GATTO, EMILIA M.; DA PRAT, GUSTAVO; ETCHEVERRY, JOSE L.; CORDOBA, MARTA; TURJANSKI, ADRIAN G.; NEMIROVSKY, SERGIO I.; CESARINI, MARTIN; PARISI, VIRGINIA; ALLEGRI, RICARDO F.; ROJAS, GALENO J.; PERSI, GABRIEL; ROJAS, NATALIA GONZALEZ; SEVLEVER, GUSTAVO

PARKINSONISM & RELATED DISORDERS

ELSEVIER SCI LTD

Año: 2020 vol. 77 p. 21 - 25

1353-8020

Introduction: Mutations in presenilin-1 (PSEN1) account for the majority of cases of familial autosomal dominant early-onset Alzheimer´s disease (AD) as well as in sporadic forms. Atypical presentations are reported including extrapyramidal signs. In the last years, a pleiotropic effect of some PSEN1 variants has been reported in Parkinson´s disease (PD). Objective: to report a new PSEN1 mutation characterized by early-onset Parkinsonism (EOPD) without dementia or classical AD biomarkers phenotype.

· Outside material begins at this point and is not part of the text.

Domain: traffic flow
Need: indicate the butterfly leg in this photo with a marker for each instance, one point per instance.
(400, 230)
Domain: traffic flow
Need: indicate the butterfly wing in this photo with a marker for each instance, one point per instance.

Patient and methods: An Argentinian 46 years old woman was diagnosed with EOPD at 35 years old with no family history of neurodegenerative disorders. Her medical history included iron deficiency and anemia since childhood. A brain MRI showed moderate frontal atrophy. 18FDG-PET and PiB-PET as well as CSF biomarkers were inconclusive for AD. Two neuropsychological examinations were compatible with a mild non amnestic cognitive impairment. Whole blood DNA was extracted and whole exome sequencing and analysis was performed. Results and conclusion: A heterozygous novel missense PSEN1 mutation (position 14:73637540, A > T, pArg41Ser) was identified as a likely causative mutation in this patient. To the best of our knowledge, this case is the first PSEN1 mutation with a L-dopa responsive Parkinsonism lacking distinctive classical AD biomarkers. This case opens a new window to explore the pathophysiological link among PSEN1 and EOPDs and contributes to increase the phenotypes of PSEN1 variants.